Nous dormirons ensemble

costermansIl y a des écritures que l’on adopte d’emblée, comme une voix amie qui nous semble familière. Celle de Dominique Costermans me touche. ll a fallu que je dorme quelques nuits avec ses 18 histoires pour que je puisse vous en faire écho. Ecrire des nouvelles est un exercice difficile, trop peu valorisé en nos contrées. Parmi les maîtres du genre, la Belge Dominique Costermans excelle dans cet art de l’étonnement, cette faculté de saisir l’instant clé en quelques lignes.
De Bruxelles à Rome, de Venise à Istanbul, l’auteure capture ces décalages amoureux qui valent la peine d’en faire toute une histoire. Sur le quai d’une gare, des amants remontent lentement la foule, (…) comme si le monde leur appartenait. On entend le train qui fait clac clac et la pluie qui ruisselle sur les vitres. Un couple un soir croise des jumelles importunes, qui se font un cinéma en aparté.

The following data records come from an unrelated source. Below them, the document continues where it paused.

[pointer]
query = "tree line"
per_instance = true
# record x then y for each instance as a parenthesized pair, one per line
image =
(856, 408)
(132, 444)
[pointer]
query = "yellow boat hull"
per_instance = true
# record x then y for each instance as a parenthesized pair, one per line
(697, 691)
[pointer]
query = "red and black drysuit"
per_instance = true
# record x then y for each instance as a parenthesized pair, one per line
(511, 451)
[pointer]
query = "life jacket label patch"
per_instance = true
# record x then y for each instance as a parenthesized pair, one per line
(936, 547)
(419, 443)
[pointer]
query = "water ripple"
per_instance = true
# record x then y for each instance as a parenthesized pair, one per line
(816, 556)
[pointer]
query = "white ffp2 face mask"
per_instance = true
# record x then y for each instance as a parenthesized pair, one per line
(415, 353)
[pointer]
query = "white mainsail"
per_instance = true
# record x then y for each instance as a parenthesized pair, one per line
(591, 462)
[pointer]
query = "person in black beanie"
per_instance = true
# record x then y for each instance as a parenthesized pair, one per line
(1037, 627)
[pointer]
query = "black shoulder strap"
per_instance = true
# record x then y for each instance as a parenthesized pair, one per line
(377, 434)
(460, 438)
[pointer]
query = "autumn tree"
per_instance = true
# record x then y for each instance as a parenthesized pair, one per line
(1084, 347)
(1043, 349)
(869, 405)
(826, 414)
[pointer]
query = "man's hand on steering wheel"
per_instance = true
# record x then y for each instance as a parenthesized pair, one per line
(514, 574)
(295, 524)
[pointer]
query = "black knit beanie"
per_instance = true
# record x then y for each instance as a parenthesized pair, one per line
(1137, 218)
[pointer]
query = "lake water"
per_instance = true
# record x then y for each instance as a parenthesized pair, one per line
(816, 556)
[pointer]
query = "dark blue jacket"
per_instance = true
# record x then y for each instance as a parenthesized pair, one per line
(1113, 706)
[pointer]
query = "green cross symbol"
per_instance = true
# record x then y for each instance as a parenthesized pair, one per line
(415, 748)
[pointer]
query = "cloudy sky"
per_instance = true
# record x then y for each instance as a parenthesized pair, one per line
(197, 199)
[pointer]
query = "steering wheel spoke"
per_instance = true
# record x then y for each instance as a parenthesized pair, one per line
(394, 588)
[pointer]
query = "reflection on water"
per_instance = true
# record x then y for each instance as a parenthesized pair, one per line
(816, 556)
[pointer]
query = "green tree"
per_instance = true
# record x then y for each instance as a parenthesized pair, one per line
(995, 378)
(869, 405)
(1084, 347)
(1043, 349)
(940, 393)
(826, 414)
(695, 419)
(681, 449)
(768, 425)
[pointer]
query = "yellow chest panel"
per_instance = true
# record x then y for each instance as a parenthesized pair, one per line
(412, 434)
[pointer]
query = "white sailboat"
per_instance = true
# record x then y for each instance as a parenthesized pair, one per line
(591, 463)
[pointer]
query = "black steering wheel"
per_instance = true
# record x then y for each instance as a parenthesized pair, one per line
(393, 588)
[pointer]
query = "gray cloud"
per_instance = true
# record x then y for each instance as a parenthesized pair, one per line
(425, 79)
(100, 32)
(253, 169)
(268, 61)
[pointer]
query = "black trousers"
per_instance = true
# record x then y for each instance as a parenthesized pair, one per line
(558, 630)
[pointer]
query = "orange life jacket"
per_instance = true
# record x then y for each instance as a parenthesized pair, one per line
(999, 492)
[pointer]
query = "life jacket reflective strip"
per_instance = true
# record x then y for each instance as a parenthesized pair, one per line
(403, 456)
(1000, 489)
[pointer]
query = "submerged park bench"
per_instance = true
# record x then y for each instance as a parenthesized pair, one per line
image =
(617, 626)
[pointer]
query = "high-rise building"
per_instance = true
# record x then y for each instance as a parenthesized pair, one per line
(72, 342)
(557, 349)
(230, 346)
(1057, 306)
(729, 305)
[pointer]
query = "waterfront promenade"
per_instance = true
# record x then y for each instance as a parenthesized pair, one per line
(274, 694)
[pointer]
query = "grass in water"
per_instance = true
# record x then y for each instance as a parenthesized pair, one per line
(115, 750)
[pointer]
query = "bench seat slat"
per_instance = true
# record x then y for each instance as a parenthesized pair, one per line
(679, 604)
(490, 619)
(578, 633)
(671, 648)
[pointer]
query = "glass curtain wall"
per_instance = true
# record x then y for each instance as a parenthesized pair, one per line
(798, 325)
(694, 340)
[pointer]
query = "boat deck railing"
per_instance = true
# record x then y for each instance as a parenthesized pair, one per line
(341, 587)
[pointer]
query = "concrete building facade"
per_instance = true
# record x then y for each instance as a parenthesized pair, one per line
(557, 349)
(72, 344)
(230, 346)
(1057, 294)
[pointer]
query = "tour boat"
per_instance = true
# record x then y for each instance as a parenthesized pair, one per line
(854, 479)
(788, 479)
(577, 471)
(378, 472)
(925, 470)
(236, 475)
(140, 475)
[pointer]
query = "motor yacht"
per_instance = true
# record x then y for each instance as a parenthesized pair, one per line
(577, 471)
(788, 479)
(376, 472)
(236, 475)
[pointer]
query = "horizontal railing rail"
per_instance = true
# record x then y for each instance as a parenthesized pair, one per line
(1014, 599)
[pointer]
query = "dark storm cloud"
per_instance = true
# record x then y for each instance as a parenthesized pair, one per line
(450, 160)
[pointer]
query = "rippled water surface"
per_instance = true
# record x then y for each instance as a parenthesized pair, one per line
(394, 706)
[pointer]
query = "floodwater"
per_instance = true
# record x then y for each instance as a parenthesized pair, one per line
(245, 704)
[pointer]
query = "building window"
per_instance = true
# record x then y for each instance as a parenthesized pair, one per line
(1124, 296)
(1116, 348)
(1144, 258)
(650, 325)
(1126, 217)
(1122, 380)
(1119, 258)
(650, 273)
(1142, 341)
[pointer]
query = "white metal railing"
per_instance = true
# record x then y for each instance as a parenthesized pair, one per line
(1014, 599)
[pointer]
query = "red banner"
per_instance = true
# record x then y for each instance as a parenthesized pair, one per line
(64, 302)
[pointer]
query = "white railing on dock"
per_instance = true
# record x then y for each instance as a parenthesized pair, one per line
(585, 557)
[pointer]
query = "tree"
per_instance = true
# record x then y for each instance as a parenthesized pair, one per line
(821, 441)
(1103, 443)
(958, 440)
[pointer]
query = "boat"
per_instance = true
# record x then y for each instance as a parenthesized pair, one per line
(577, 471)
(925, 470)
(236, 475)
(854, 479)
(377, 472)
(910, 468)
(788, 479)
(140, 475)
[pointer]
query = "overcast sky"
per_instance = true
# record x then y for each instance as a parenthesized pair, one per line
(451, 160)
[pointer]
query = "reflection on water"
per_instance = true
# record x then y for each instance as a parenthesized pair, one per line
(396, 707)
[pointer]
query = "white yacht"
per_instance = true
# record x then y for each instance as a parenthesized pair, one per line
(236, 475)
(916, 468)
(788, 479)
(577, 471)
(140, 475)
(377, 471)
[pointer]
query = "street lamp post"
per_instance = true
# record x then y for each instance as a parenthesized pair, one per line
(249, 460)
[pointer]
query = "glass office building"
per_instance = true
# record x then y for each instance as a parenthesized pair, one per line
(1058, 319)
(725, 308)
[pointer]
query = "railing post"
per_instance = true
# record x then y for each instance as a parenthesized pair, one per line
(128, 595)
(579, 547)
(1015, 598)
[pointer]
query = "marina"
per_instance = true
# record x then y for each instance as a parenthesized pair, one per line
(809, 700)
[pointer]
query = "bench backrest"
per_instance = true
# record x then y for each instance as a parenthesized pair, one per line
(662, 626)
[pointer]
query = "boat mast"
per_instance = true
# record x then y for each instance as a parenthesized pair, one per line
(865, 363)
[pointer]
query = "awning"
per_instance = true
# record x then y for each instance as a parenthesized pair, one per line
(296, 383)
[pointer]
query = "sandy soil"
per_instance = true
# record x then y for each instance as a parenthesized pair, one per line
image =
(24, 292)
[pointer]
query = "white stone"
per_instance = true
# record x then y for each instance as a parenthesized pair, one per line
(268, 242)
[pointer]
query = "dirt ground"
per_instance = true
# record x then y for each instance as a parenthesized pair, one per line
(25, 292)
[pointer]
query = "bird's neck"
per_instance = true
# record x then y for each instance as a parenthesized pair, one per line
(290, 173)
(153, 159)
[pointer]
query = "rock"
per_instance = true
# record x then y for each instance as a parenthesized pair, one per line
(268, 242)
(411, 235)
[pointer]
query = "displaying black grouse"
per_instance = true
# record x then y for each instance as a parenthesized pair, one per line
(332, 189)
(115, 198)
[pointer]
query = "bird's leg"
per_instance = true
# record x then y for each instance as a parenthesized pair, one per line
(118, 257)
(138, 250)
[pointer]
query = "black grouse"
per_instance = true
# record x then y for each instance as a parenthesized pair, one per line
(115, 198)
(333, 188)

Une femme est envoyée à Rome pour écrire sur l’amour, mais comment faire quand on n’y croit plus ? Une autre y attend sa fille, sous la menace d’attentats meurtriers. Une amante s’apprête à affronter la solitude, son fils a grandi, son amant est pris. Toutes ces histoires vivent le temps d’un frémissement et éclatent comme des bulles de savon. Rêves ou rencontres réelles, ces instants fragiles où les couples se font et se défont sont égrenés avec toute la finesse que l’on trouvait déjà dans les deux précédents recueils de l’écrivain : Des provisions de bonheur et Je ne sais pas dire non.
Valérie Nimal

Nous dormirons ensemble, Dominique Costermans, éditions Luce Wilquin, févr. 2008, 124 pages, 12€.